The ship’s captain, passing, exchanged a mechanical greeting and, misled by the blond naval haircut, asked Joe where he was from.

‘Portland, Oregon, sir.’

The captain nodded. ‘Rose festival, right? I hear it used to be quite a sight.’

If Joe had added that he was born in Japan, in Nagasaki, Captain Jensen could have told him, in his soft Southern drawl, that he had spent a few days in the town many years before. But Joe was Government Issue now, bound for Italy; the long cluster of linked islands he once studied on the map were on another page of his life, and he said nothing, so he missed hearing the captain’s story about the day he climbed a path high above the harbour in Nagasaki with his senior officer to a house with paper walls and met a woman called Butterfly and a small boy with blond curls.

‘Good luck, soldier,’ he said and moved on.

To Joe every new place provided an opportunity for distraction, for escape. Escaping from what, he had not yet worked out. Exploration was what lay ahead, an activity that filled him with elation, even if Africa had seemed an odd destination for a regiment bound for Europe.

Algeria was not an unfamiliar name: it came into a chapter or two of the textbooks, its aboriginal people hammered by waves of invaders, clinging stubbornly to their culture. Did it all come down to culture in the end, the trading of symbols and exchanging of gifts, language, mode of worship; village elders versus incomers?

Below him, watching the regiment disembark, were the locals, who were both Arab and French. Possibly Arab or French?

American and Japanese . . . American or Japanese: how do you plead?

Down the gangplank from the old boat that had earlier carried cargoes of bananas and today brought young men in khaki to a war zone, Joey, now GI Joe, found himself marching into Oran, where the ramparts of a Spanish fort loomed over sun-baked, sandy chaos.

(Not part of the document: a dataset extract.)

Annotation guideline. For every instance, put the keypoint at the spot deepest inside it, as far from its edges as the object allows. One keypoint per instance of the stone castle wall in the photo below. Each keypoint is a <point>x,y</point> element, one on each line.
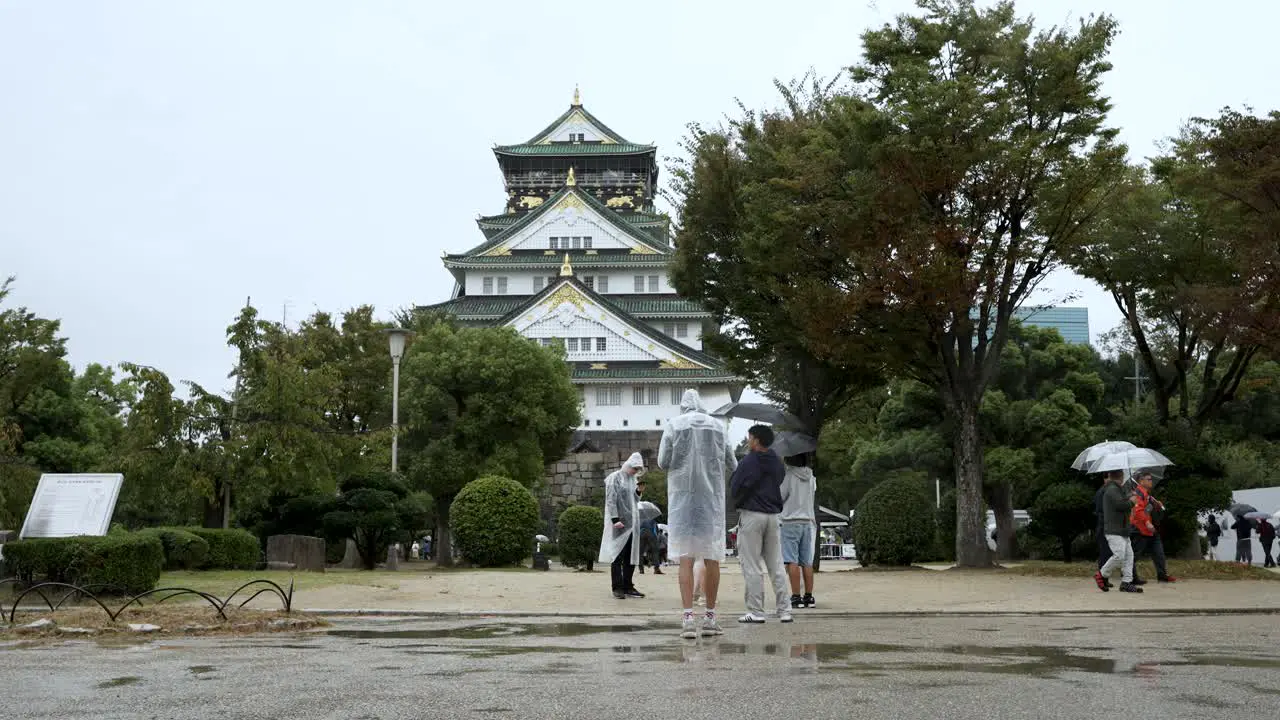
<point>579,477</point>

From behind him Otishi attempted a gangplank lecture – ‘Phoenicians, Romans, Vandals –’ the noise of the docks drowned out the rest.

They stepped ashore, disembarking into hostility of various kinds. This was the very edge of Africa, a final step on the way to the war in Europe. But Algeria was part of France, allegiances muddled, death a bullet’s range away. Were the Arabs friendly?

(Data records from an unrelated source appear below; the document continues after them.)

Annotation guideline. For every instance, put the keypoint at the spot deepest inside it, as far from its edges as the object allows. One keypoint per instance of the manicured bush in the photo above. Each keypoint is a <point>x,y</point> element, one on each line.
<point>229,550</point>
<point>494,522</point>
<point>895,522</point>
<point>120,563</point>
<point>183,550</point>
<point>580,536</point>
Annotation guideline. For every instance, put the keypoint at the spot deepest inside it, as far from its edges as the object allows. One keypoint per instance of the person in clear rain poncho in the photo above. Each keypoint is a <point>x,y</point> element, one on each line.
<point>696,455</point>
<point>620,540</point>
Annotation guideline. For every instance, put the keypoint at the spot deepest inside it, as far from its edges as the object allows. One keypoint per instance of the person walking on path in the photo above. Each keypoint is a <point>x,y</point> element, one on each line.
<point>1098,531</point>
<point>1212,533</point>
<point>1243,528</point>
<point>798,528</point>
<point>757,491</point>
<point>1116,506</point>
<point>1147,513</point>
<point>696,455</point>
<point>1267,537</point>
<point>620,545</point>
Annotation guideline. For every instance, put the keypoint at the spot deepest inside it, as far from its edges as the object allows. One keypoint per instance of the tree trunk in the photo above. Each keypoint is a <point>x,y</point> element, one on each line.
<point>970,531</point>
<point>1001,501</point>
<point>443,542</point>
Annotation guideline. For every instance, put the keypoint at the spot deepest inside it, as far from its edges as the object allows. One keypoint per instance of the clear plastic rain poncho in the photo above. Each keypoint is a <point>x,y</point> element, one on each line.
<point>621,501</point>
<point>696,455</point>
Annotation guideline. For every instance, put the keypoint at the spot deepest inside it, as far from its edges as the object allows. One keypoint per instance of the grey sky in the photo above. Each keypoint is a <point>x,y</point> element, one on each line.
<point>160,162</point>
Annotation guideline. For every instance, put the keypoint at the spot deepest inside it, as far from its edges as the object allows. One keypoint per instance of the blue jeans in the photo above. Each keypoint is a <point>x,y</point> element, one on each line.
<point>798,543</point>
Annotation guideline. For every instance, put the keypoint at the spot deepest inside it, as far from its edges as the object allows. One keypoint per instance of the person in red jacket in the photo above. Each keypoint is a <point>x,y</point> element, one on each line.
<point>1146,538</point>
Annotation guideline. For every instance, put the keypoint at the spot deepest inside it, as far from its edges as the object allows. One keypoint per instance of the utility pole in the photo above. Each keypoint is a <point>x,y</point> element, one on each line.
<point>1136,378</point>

‘How do they feel about us?’ Joe wondered aloud.

‘We’ll find out!’ Eager as a beagle, Otishi was peering about him, matching the past against the present, catching history on the hoof.

But the new soldiers, plucked out of confinement and away from watchtowers and armed guards to flourish their crusading credentials, were not here to learn. Before the friendliness of the Algerians could be tested, there were fresh orders: another boat, another sea voyage, another country.

The pep talks made it clear: they were offering their bodies to defend the free world from the Fascist threat. This fight – they knew because they were repeatedly so informed – was all about democracy and freedom; about the crime of people being deported to concentration camps simply for a word on their papers. How much irony could one situation take?

Otishi, by Joe’s side as they tramped from one dockside to another, bemoaned the lack of any marching songs for Nisei:

‘Normal GIs get to sing as they go; swinging rhythm, great tunes . . .’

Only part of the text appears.